But even though the number of airlines declined, the capacity did not as the ambitious survivors moved in to pick up the lost service. It has only been in the last few years, with the mergers of United with Continental and Delta with Northwest that the industry was able to end its ruinous competition and begin to raise prices to a level where companies could turn a profit through the business cycle, not just during boomtimes. The marriage of American with US Airways completes that consolidation process, creating the largest of the remaining giants.
The airline business, after spending a generation consolidating, is now down to a “Final Four.” United, Delta, the merged American-US Airways, and, domestically at least, Southwest, an early low-priced upstart whose prices are now often indistinguishable from its larger rivals and whose operations have slowly drifted toward a similar hub-and-spoke route model.
US Airways chief executive Doug Parker and his team was patient and disciplined in the way they went about quietly stalking their prey and winning over American’s unruly unions and its unhappy creditors. They are the right crew to return the luster to what was once the class of the airline industry. After the inevitable hiccups involved in melding two fleets, two route structures, two sets of unions, two frequent flyer programs and two computer systems, their long-term challenge will be to find a way to become a truly global airline with service into the fast-growing Asian market.
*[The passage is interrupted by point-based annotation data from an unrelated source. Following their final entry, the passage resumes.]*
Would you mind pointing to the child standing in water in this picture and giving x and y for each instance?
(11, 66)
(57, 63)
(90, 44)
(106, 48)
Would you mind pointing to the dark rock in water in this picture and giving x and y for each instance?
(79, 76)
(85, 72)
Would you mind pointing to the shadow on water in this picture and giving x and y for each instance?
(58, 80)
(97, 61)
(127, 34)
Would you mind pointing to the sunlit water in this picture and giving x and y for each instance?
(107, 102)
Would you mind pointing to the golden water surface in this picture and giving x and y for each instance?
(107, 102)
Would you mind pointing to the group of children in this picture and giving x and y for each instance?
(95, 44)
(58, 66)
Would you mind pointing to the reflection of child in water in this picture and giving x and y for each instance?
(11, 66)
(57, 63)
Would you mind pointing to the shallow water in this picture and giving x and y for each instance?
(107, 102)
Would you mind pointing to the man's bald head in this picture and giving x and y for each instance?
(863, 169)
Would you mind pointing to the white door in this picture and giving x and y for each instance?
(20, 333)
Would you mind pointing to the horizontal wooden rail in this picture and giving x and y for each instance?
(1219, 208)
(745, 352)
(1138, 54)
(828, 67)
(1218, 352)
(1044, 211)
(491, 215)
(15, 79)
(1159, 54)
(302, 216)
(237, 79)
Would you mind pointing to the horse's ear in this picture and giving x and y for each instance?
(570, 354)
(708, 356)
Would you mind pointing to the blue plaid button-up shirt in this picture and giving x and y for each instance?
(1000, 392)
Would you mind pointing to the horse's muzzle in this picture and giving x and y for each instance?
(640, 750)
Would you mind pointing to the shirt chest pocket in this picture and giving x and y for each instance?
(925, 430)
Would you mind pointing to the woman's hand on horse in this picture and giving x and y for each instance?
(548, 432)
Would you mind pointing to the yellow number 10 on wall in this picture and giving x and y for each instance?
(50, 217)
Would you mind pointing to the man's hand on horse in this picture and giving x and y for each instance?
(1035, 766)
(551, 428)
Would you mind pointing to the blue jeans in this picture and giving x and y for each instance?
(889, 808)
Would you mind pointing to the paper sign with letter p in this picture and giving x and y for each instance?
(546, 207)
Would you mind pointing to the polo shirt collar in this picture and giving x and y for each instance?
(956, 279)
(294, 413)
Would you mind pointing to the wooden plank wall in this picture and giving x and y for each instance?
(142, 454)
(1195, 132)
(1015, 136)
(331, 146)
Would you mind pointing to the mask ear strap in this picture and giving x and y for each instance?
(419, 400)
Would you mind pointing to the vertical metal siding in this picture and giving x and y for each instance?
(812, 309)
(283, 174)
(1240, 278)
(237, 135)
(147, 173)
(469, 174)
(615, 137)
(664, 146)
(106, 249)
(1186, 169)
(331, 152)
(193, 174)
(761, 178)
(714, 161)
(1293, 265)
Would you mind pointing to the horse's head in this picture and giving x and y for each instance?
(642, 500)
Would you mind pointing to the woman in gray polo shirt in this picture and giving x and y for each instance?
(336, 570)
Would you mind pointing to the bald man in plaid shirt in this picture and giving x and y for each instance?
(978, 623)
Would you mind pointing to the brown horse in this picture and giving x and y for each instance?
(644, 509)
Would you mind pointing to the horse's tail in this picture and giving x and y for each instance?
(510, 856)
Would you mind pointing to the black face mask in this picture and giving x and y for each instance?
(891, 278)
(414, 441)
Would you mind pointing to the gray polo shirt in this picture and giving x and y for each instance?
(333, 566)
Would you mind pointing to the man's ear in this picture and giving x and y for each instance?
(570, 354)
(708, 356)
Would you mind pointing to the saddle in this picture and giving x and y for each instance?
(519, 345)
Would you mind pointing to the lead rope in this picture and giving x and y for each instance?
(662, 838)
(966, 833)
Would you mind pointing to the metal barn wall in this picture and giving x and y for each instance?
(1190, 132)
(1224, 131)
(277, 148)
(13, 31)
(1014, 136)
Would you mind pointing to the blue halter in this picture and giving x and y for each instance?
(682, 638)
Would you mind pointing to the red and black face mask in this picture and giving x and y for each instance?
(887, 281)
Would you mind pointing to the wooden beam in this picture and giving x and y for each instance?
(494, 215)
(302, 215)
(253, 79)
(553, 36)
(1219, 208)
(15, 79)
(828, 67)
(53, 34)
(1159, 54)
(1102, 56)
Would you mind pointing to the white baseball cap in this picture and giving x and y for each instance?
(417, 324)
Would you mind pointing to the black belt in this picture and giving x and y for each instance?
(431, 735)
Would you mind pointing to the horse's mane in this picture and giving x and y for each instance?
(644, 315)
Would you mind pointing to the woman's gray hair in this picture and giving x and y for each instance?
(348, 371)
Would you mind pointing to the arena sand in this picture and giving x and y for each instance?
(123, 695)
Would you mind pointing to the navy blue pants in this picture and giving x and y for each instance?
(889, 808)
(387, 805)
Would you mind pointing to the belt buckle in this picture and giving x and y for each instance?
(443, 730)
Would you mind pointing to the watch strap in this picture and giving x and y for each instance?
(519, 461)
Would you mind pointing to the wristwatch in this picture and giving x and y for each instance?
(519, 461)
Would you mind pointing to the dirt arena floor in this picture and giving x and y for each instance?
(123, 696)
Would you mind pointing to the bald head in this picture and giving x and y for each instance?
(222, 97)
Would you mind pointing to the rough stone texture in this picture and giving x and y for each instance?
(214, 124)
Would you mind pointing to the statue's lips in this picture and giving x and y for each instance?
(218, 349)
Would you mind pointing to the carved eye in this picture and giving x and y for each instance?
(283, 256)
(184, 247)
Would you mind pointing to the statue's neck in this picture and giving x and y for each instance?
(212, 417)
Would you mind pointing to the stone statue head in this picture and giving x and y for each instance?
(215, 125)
While consumers have benefited from the intense price competition in the past, such pricing was not sustainable, as the serial bankruptcies indicated. Going forward, the airlines will likely shift the focus of their competition to service, which many of us would welcome. While on-line competition may force the carriers to keep fares low in an ever-shrinking steerage class as the carriers grow and improve their “premium economy” sections.
To keep the surviving carriers from raising fares too fast, the Justice Department will have to demand that the newly merged American forfeit some of its slots in Washington (National), New York (LaGuardia) and Boston to smaller rivals. It will also have to keep an eye on the anti-competitive tricks the airlines, often with the connivance of airport authorities, play to protect their fortress hubs from new entrants.
On balance, however, the takeover of American by US Airways is probably the best possible outcome for consumers, investors, lenders and employees who have experienced more than the occasional turbulence over the last 25 years. A profitable decade without another bankruptcy would be a welcome breakthrough for an industry that has yet to turn a cumulative profit.